Guatemala; 3, 5, 7, 11, 11 bis, 14, 16, 20, 21, 50, 160, 182, 186, 385, 430, 432, 437, 438, 439, 440, 442, 446 y 448 del Código Procesal Penal, Decreto 51-92 del Congreso de la República y sus reformas; 1, 9, 57, 58 inciso a), 74, 79 inciso a), 141 inciso c), 142, 143 y 149 de la Ley del Organismo Judicial, Decreto 2-89 del Congreso de la República y sus reformas.
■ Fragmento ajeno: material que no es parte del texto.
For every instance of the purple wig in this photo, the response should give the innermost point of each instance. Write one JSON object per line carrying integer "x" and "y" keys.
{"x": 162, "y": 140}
POR TANTO LA CORTE SUPREMA DE JUSTICIA, CÁMARA PENAL, con base en lo considerado y leyes aplicadas, DECLARA: PROCEDENTE el recurso de casación por motivo de forma planteado por el Ministerio Público contra la sentencia de diez de mayo de dos mil quince, dictada por la Sala Regional Mixta de la Corte deApelaciones de Petén. En consecuencia, ordena el reenvío de las actuaciones a la referida Sala, para que se pronuncie, fundadamente, sobre el agravio sometido a su conocimiento. Notifíquese y con certificación de lo resuelto devuélvase los antecedentes a donde corresponda.

Delia Marina Dávila Salazar, Magistrada Vocal Cuarta; Nery Osvaldo Medina Méndez, Magistrado Vocal Segundo; Josué Felipe Baquiax, Magistrado Vocal Quinto; José Antonio Pineda Barales, Magistrado Vocal Décimo Primero. Rony Eulalio López Contreras, Secretario de la Corte Suprema de Justicia.